Danae - Condição de Louco (7/10)
Caboverdiana nascida em Cuba, filha de um cubano e de uma caboverdiana, Danae tem uma voz meiga, daquelas que nos afagam no íntimo e não mais nos largam. Depois, canta no cetim açucarado do português do Brasil e escreve porções de um universo que se abeira da moderna música brasileira, temperada por arranjos de excelente nível e que enfeitam canções que se inspiram nos laços musicais mestiços que cruzam o Atlântico e piscam o olho a Cabo Verde.
(Nortesul, Outubro 2005)




Koushik - Be With (5/10)
www.stonesthrow.com
Compilação de três EP's editados em vinil de um produtor musical hábil a fundir um ligeiro sortimento jazz e o rebuliço funk num invólucro pop dançável. Be With é apenas uma razoável audição casual e tem tanto aprazível quanto de enfadonho. Alguns disparos ao lado, outros tantos esboços de composições e, afinal, apenas umas gotinhas de sumo proveitoso.
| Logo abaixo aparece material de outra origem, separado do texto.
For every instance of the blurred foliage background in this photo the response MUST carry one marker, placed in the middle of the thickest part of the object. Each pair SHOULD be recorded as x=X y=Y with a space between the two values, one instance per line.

(Stones Throw, Julho 2005)






Ludovico Einaudi & Ballaké Sissoko - Diario Mali (8/10)
Roteiro musicado da viagem do pianista italiano Ludovico Einaudi ao Mali, acompanhado pelo virtuoso Ballaké Sissoko, tocador do instrumento tradicional da música maliana, a kora. O diálogo entre os instrumentos é sublime, cruzando culturas distintas: o classicismo tonal do piano e o jogo de cores da música africana. Edição imperdível.